New issue
Advanced search Search tips
Note: Color blocks (like or ) mean that a user may not be available. Tooltip shows the reason.

Issue 701000 link

Starred by 3 users

Issue metadata

Status: Assigned
Owner:
OOO Dec 22 - Jan 8
Cc:
Components:
EstimatedDays: ----
NextAction: ----
OS: All
Pri: 2
Type: Bug

Blocking:
issue 564276



Sign in to add a comment

Reference time calculation in WebAudioMediaStreamSource::DeliverRebufferedAudio() assumes 10 ms intervals between calls

Project Member Reported by olka@chromium.org, Mar 13 2017

Issue description

WebAudio MediaStream Destination rendering works like this:

AudioDestination::render() render buffers of output device buffer size. To do so, it pulls 128-frame buffers out of WebAudio graph as many times as required to fill the output buffer. The 128 frame buffers it pulls out of the graph are also pushed into WebAudioMediaStreamSource, where they are rebuffered to 10 ms buffers and then pushed to the media stream consumer.
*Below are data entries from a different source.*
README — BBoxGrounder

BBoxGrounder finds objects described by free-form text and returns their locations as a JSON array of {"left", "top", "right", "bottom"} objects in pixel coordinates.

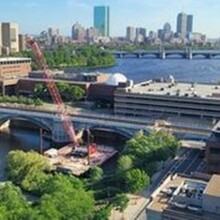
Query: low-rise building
[
  {"left": 147, "top": 175, "right": 220, "bottom": 220},
  {"left": 205, "top": 122, "right": 220, "bottom": 174},
  {"left": 0, "top": 57, "right": 31, "bottom": 95},
  {"left": 114, "top": 77, "right": 220, "bottom": 120}
]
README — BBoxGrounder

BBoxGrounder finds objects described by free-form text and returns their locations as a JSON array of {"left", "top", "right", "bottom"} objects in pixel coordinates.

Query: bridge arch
[
  {"left": 0, "top": 114, "right": 52, "bottom": 132},
  {"left": 88, "top": 125, "right": 135, "bottom": 139}
]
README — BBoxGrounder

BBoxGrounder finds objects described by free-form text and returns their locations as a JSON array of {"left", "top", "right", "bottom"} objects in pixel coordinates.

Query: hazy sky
[{"left": 0, "top": 0, "right": 220, "bottom": 37}]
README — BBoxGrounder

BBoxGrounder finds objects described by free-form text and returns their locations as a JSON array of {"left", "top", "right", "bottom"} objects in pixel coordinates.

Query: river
[
  {"left": 0, "top": 128, "right": 50, "bottom": 181},
  {"left": 0, "top": 58, "right": 220, "bottom": 180},
  {"left": 97, "top": 58, "right": 220, "bottom": 83}
]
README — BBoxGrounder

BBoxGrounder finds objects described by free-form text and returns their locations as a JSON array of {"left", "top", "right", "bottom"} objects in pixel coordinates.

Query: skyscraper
[
  {"left": 176, "top": 13, "right": 193, "bottom": 37},
  {"left": 94, "top": 6, "right": 110, "bottom": 37},
  {"left": 126, "top": 27, "right": 136, "bottom": 42},
  {"left": 0, "top": 23, "right": 2, "bottom": 55},
  {"left": 186, "top": 15, "right": 193, "bottom": 33},
  {"left": 72, "top": 22, "right": 86, "bottom": 43},
  {"left": 176, "top": 12, "right": 187, "bottom": 37},
  {"left": 2, "top": 23, "right": 19, "bottom": 53}
]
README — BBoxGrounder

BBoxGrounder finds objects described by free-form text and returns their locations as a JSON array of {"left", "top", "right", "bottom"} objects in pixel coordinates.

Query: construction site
[
  {"left": 27, "top": 39, "right": 117, "bottom": 176},
  {"left": 44, "top": 144, "right": 117, "bottom": 176}
]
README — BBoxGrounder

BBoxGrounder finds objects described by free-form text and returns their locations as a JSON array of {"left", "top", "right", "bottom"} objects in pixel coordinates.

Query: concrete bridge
[
  {"left": 111, "top": 48, "right": 220, "bottom": 60},
  {"left": 0, "top": 104, "right": 212, "bottom": 143},
  {"left": 0, "top": 104, "right": 153, "bottom": 143}
]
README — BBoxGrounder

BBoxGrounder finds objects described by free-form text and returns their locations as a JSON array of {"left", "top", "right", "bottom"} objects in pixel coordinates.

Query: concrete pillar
[
  {"left": 187, "top": 48, "right": 193, "bottom": 60},
  {"left": 160, "top": 50, "right": 166, "bottom": 60},
  {"left": 52, "top": 118, "right": 70, "bottom": 143}
]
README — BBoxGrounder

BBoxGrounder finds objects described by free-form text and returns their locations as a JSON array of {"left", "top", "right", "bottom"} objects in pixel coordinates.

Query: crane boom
[{"left": 27, "top": 39, "right": 77, "bottom": 146}]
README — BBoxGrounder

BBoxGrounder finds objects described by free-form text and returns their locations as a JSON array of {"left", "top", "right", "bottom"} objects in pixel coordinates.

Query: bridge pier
[
  {"left": 187, "top": 48, "right": 193, "bottom": 60},
  {"left": 0, "top": 120, "right": 10, "bottom": 130},
  {"left": 52, "top": 119, "right": 70, "bottom": 143},
  {"left": 159, "top": 50, "right": 166, "bottom": 60}
]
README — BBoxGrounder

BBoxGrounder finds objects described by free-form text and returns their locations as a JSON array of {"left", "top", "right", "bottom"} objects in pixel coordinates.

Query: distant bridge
[
  {"left": 110, "top": 48, "right": 220, "bottom": 60},
  {"left": 0, "top": 103, "right": 212, "bottom": 142}
]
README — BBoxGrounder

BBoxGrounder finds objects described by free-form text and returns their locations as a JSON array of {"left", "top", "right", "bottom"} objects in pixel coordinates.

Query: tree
[
  {"left": 6, "top": 150, "right": 51, "bottom": 192},
  {"left": 112, "top": 194, "right": 129, "bottom": 212},
  {"left": 124, "top": 169, "right": 150, "bottom": 193},
  {"left": 70, "top": 86, "right": 85, "bottom": 101},
  {"left": 92, "top": 206, "right": 111, "bottom": 220},
  {"left": 90, "top": 166, "right": 103, "bottom": 183},
  {"left": 116, "top": 155, "right": 133, "bottom": 174},
  {"left": 0, "top": 182, "right": 31, "bottom": 220},
  {"left": 39, "top": 174, "right": 94, "bottom": 220}
]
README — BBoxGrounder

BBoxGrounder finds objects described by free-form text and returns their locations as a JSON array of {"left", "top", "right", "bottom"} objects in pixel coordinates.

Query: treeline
[
  {"left": 88, "top": 130, "right": 179, "bottom": 208},
  {"left": 0, "top": 131, "right": 179, "bottom": 220},
  {"left": 16, "top": 45, "right": 115, "bottom": 70},
  {"left": 0, "top": 95, "right": 43, "bottom": 106}
]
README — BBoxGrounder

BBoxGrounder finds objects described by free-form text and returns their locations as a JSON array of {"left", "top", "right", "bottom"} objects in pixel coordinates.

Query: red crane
[{"left": 27, "top": 39, "right": 78, "bottom": 147}]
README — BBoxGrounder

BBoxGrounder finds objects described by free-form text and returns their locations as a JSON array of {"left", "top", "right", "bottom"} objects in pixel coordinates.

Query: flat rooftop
[
  {"left": 204, "top": 175, "right": 220, "bottom": 197},
  {"left": 0, "top": 57, "right": 31, "bottom": 64},
  {"left": 126, "top": 80, "right": 220, "bottom": 99},
  {"left": 147, "top": 175, "right": 220, "bottom": 219}
]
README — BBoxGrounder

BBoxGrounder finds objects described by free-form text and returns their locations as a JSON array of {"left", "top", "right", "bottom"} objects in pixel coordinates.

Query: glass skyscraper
[{"left": 94, "top": 6, "right": 110, "bottom": 37}]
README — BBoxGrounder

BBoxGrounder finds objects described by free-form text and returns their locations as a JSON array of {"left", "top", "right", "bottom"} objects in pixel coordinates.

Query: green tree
[
  {"left": 0, "top": 182, "right": 31, "bottom": 220},
  {"left": 116, "top": 155, "right": 133, "bottom": 174},
  {"left": 6, "top": 150, "right": 51, "bottom": 192},
  {"left": 92, "top": 206, "right": 111, "bottom": 220},
  {"left": 112, "top": 194, "right": 129, "bottom": 212},
  {"left": 124, "top": 169, "right": 150, "bottom": 193},
  {"left": 90, "top": 166, "right": 103, "bottom": 183},
  {"left": 39, "top": 174, "right": 94, "bottom": 220}
]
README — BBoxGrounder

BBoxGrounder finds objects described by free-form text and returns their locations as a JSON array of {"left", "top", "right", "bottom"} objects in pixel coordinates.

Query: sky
[{"left": 0, "top": 0, "right": 220, "bottom": 38}]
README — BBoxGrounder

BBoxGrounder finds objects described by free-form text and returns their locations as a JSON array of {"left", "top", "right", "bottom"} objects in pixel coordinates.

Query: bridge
[
  {"left": 110, "top": 48, "right": 220, "bottom": 60},
  {"left": 0, "top": 103, "right": 212, "bottom": 143}
]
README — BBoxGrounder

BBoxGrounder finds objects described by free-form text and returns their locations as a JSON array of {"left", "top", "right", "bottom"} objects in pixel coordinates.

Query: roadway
[{"left": 150, "top": 148, "right": 204, "bottom": 193}]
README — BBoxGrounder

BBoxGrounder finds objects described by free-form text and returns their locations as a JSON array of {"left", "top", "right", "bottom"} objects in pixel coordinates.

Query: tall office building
[
  {"left": 0, "top": 23, "right": 2, "bottom": 56},
  {"left": 176, "top": 13, "right": 193, "bottom": 37},
  {"left": 126, "top": 27, "right": 136, "bottom": 42},
  {"left": 186, "top": 15, "right": 193, "bottom": 33},
  {"left": 48, "top": 28, "right": 60, "bottom": 37},
  {"left": 94, "top": 6, "right": 110, "bottom": 37},
  {"left": 2, "top": 23, "right": 19, "bottom": 53},
  {"left": 176, "top": 13, "right": 187, "bottom": 37},
  {"left": 72, "top": 22, "right": 86, "bottom": 43}
]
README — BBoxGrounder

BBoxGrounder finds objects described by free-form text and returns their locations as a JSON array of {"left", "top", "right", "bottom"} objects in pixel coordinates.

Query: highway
[{"left": 150, "top": 148, "right": 204, "bottom": 192}]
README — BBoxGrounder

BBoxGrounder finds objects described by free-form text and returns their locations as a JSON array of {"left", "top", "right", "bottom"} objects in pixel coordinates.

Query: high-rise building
[
  {"left": 136, "top": 27, "right": 147, "bottom": 42},
  {"left": 86, "top": 27, "right": 101, "bottom": 43},
  {"left": 176, "top": 13, "right": 193, "bottom": 38},
  {"left": 18, "top": 34, "right": 27, "bottom": 51},
  {"left": 176, "top": 12, "right": 187, "bottom": 38},
  {"left": 48, "top": 28, "right": 60, "bottom": 37},
  {"left": 0, "top": 23, "right": 3, "bottom": 56},
  {"left": 72, "top": 22, "right": 86, "bottom": 43},
  {"left": 94, "top": 6, "right": 110, "bottom": 37},
  {"left": 186, "top": 15, "right": 193, "bottom": 33},
  {"left": 126, "top": 27, "right": 136, "bottom": 42},
  {"left": 2, "top": 23, "right": 19, "bottom": 53}
]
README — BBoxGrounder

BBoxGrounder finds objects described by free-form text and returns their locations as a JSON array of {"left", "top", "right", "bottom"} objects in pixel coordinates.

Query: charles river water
[{"left": 0, "top": 57, "right": 220, "bottom": 180}]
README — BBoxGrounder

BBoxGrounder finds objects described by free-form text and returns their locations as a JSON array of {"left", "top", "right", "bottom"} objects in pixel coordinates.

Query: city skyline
[{"left": 0, "top": 0, "right": 220, "bottom": 38}]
Reversed call stack (media::AudioDeviceThread::ThreadMain() drives the execution):

------- 10 ms buffer (may be e.g. 160)
content::PepperMediaStreamAudioTrackHost::AudioSink::OnData(media::AudioBus const&, base::TimeTicks)
content::MediaStreamAudioDeliverer<content::MediaStreamAudioSink>::OnData(media::AudioBus const&, base::TimeTicks)
5content::MediaStreamAudioTrack::OnData(media::AudioBus const&, base::TimeTicks)
content::MediaStreamAudioDeliverer<content::MediaStreamAudioTrack>::OnData(media::AudioBus const&, base::TimeTicks)
content::MediaStreamAudioSource::DeliverDataToTracks(media::AudioBus const&, base::TimeTicks)
content::WebAudioMediaStreamSource::DeliverRebufferedAudio(media::AudioBus const&, int)
------- 128 frames buffer
media::AudioPushFifo::Push(media::AudioBus const&)
content::WebAudioMediaStreamSource::consumeAudio(blink::WebVector<float const*> const&, unsigned long)
blink::ConsumerWrapper::consumeAudio(blink::AudioBus*, unsigned long)
blink::MediaStreamSource::consumeAudio(blink::AudioBus*, unsigned long)
blink::MediaStreamAudioDestinationHandler::process(unsigned long)
blink::AudioHandler::processIfNecessary(unsigned long)
blink::DeferredTaskHandler::processAutomaticPullNodes(unsigned long)
blink::AudioDestinationHandler::render(blink::AudioBus*, blink::AudioBus*, unsigned long, blink::AudioIOPosition const&)
------- Output device buffer (may be e.g. 512)
blink::AudioDestination::render(blink::WebVector<float*> const&, unsigned long, double, double, unsigned long) 
content::RendererWebAudioDeviceImpl::Render(base::TimeDelta, base::TimeTicks, int, media::AudioBus*) + 688
media::AudioOutputDevice::AudioThreadCallback::Process(unsigned int)
media::AudioDeviceThread::ThreadMain()


The problem: 

Reference time calculation in WebAudioMediaStreamSource::DeliverRebufferedAudio() assumes that DeliverRebufferedAudio() is called with approximately 10 ms intervals: frame delay offset is calculated from |current_reference_time_| obtained on the last push.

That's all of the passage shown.